Era martes. Estaba de baja unos días por un problema de salud por lo que decidí que era buena idea dormir un poquito más de lo habitual. Tenía el móvil apagado y me disponía a pasar todo el día en el sofá viendo «Emily in Paris». A las 10 enciendí el móvil y Victoria me estaba llamando.
Martes a las 10… ¿querrá que quedemos a almorzar? Pensé.
– Dime,…
Tras el teléfono, lloraba desconsolada. A penas podía hablarme mientras oía de fondo a su madre consolarla.
– Ana se ha muerto.
Y de repente, la vida nos estaba pegando, por segunda vez, la ostia en la cara mas grande que tiene.
Y en ese momento, empezó y terminó todo.
Empezó una lucha propia por entender. Por asimilar que cuando el resto de personas están teniendo hijos, tus amigas se mueren. Por no querer aceptar que ella se ha ido y que el mundo tiene que seguir.
Y terminó un grupo de amigas que desde la pandemia habían hecho de cada pequeña celebración un festival. Un festival de fiesta, risas y sobretodo mucho amor. Nos queríamos infinito y nos lo decíamos mucho.
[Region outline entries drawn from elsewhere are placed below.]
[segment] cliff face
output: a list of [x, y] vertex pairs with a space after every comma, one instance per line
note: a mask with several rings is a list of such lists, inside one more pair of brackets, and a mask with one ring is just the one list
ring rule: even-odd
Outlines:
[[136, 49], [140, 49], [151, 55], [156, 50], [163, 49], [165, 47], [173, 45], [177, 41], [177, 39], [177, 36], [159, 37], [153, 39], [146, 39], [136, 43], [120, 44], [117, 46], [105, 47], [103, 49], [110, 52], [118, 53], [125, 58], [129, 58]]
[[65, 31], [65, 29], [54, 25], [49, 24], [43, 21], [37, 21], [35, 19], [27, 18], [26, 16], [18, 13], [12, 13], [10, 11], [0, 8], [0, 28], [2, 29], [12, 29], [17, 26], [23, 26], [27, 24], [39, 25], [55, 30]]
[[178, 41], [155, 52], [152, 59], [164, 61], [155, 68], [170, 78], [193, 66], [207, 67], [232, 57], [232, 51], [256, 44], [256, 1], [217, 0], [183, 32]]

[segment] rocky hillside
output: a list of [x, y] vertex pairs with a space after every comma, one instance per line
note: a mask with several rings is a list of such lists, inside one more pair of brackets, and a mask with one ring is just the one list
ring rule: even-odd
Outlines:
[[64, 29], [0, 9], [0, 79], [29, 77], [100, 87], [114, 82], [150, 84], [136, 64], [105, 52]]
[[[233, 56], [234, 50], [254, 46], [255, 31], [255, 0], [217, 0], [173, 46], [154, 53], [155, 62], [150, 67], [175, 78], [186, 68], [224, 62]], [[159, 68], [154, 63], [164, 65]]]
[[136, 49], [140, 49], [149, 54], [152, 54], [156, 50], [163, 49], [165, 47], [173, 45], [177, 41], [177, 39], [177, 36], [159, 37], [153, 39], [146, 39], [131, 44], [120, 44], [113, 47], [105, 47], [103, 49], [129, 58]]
Ana convertía todo en risas y buen rollo. Era luz y brillaba por donde pasaba. La vida a su lado era mucho más bonita.
Y de repente no estaba. De un momento a otro se había marchado y ahora la vida se había convertido en una carrera se obstáculos y cuesta arriba.
No dejo de pensar en toda la música que ella no va a escuchar, ni los amaneceres que no va a ver, ni los abrazos que ya no vamos a poder darnos.
Y sin embargo, con todo el dolor que tengo dentro, cuando veo fotos nuestras, sonrío. Porque eso es lo que provoca ella. Porque pese a haberse ido, brilla. Y sé que mientras estemos en este lado, nos hará todo más fácil. Pero cuando crucemos al otro, nos tendrá preparado un fiestón, con la canción de «la ventanita» y un gintonic incluido.
Te quiero mucho bonita. Y te echaré de menos hasta el día que volvamos a vernos.